Она обернулась к Нелли.
— Видишь, как ребенок понимает? Она знает, как меня воспитывали: умей терпеть и никогда не жалуйся. Моя мать всегда говорила: «Дочь солдата не плачет!». Все дело в воспитании. Кстати, о воспитании. Хватит тебе уже общаться с людьми из низших классов. Нелли, скажи шоферу со студии, чтобы привез обратно в гостиницу вещи Марии! — И она набросилась на блюдо с мелко нарубленными овощами и солониной.
Были обманы, в которых я участвовала, были такие, в которых мне отводилась роль зрителя, и были те, которые совершались ради меня. Но мне предстояло еще вырасти, прежде чем я стала различать, что есть что.
— Радость моя, закажи еще пива, и нам нужно масло. — Она отпихнула пустое блюдо в сторону и принялась за единственный сэндвич, который позволяла себе Дитрих — громадный «клуб». — Я придумала новое имя для этой кошмарной лошади — Миссис Когда-то-Майер-теперь-Дочь-Селзника!

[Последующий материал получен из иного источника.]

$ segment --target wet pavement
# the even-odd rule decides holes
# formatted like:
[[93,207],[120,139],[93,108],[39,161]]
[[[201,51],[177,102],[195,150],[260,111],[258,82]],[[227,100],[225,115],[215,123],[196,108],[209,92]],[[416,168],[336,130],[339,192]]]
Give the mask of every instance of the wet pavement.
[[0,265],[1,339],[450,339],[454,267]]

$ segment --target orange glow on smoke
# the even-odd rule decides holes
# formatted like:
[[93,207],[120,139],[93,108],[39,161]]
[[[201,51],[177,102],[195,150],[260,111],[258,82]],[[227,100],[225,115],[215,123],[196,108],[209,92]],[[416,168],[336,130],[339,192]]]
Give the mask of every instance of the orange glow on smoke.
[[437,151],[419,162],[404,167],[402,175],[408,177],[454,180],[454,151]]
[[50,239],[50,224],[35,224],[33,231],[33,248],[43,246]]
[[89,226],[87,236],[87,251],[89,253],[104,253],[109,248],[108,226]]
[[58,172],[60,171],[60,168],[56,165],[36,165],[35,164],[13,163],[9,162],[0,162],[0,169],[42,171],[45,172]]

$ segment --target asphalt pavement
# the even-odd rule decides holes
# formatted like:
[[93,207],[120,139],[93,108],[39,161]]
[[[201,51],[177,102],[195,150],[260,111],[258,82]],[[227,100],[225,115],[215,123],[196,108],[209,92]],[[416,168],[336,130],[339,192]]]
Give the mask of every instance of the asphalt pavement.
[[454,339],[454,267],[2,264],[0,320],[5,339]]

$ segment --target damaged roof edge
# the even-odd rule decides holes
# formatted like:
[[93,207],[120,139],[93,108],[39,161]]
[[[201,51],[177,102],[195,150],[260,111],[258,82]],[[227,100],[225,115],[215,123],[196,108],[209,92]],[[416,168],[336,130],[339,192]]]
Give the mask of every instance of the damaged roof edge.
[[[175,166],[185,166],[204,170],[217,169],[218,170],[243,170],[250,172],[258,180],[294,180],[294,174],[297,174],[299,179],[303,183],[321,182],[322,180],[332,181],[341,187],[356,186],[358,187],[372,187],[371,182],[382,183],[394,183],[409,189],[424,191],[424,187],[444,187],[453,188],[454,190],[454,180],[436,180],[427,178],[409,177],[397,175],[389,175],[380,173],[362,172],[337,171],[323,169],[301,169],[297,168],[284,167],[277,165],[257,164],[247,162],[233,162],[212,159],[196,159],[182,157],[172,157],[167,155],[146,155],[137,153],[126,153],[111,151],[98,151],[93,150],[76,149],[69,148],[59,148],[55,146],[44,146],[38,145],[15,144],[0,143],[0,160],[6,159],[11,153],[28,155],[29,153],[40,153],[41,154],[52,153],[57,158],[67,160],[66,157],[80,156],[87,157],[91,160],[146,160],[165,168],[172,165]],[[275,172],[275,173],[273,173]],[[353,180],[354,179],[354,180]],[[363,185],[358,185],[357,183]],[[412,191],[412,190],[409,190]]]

Мистер Селзник был занят написанием своих знаменитых заметок:
28 апреля 1936 г.
Дорогой Боли [Болеславский]:
У меня нет больше сил выносить это критиканство, основанное на убеждении, что актеры лучше разбираются в сценариях, нежели я; меня беспокоят, тревожат и выводят из равновесия телефонные звонки, которые нынче сыплются на меня… актеры объединяются и нападают на меня по поводу сценарных эпизодов; был бы признателен, если бы ты поговорил по душам с Марлен и Буайе, вместе или по отдельности, и рассказал им, против чего мы с тобой выступаем… Фильмы Марлен известны своей ужасной литературной основой, а Шарль пусть еще снимется в выдающейся американской картине. Ни тот, ни другая еще не сделали ни одного фильма, сравнимого с любым из тех пятнадцати, что сделал я в последние годы. Скажи им это от меня, и очень решительно. Настало время раскрыть карты, и я абсолютно готов к этому, потому что не собираюсь и тебе не желаю шесть или семь недель выносить эту абсурдную ситуацию. Я предпочел бы, чтобы ты накричал на них; я стану уважать тебя гораздо больше, если ты превратишься в фон Штернберга, не допускающего никакого вмешательства… Впервые за всю свою продюсерскую карьеру я вынужден иметь дело с таким безобразием, о котором я годами только слышал, но не сталкивался лично, и мне понадобится твоя помощь и твоя жесткость, чтобы все это преодолеть. Разъясни актерам, что если они предпочитают дуться, тащить на съемку свое дурное настроение и играть вполсилы, то я вполне готов и к этому и не собираюсь добавлять новые сотни тысяч к баснословному бюджету картины, чтоб только потрафить их темпераменту, а выпущу фильм именно таким, каким они его делают… Если они всего лишь выполнят свою работу и сыграют, как надо, этого будет достаточно. Это все, за что они получают свои сверхвысокие гонорары.